This was the first letdown by my otherwise trusty Michelin Guide - I don't think it deserves the one star. An older guidebook raved about it but also mentioned the chef's retirement. Looks like that has taken a toll in ther intervening years.
The meal starts with competent bite-sized pastries flavored with cheese and a moderate sprinkle of fennel.
Then a great saffron-loaded cream sauce that forms pool for a tender fish and several mussels to play in. Great simple cooking, with the luxuriant but not overly rich sauce in the starring role.
But alas, the main course falls like a bird shot in its breast. A roasted young wild patridge is served with its delicious chopped liver on toasted piece of bread, its juices seductively invading the slice, but the partridge itself is dry. (I know it was wild, because I find two pellets in the meat, courtesy of Monsieur Hunter.) The savory pan-juices try admirably to save the bird, and it almost worked, but the bird needed a spring of that moisture, and only a shallow pool was available. A sad disappointment.
Dessert was good and varied but not spectacular or exceptionally memorable. I get a competent pastry assortment - couldn't remember all of them. Among the ones I rememebr, a prune in strawberry sauce, a tart filled with sweet chestnut mousse and a napoleon - nothing you couldn't find in many excellent pastry shops. On the side - a quartet of house made ice creams - vanilla, pistacchio, raspberry and (if I remember correctly) almond. Faultless deep flavors and good creaminess.
To drink, a carafe of a personable red Chateauneuf-de-Pape. Not extraordinary, but very very drinkable.

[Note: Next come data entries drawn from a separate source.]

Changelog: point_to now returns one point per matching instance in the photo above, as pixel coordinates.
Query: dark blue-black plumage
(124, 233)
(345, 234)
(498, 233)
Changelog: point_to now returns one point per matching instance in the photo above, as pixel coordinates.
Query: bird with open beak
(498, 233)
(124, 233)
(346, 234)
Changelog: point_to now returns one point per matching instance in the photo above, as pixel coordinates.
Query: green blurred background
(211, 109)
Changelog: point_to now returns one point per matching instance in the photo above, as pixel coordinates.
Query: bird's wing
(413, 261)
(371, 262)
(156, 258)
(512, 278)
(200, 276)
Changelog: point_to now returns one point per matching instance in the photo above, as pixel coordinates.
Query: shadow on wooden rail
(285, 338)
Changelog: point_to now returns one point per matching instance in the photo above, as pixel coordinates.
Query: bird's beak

The room overlooks the main street on Avignon, a perfect setting with its mix of external bustle and interior calm. But the wall paper looks worn and slightly faded, like a memory. Apparently it has seen better, more luminious days. I leave feeling not only disappointment, but also a sense of loss as I try to imagine what this dining room might have been a decade ago. It isn't an extravagant dinner, but it might once have been.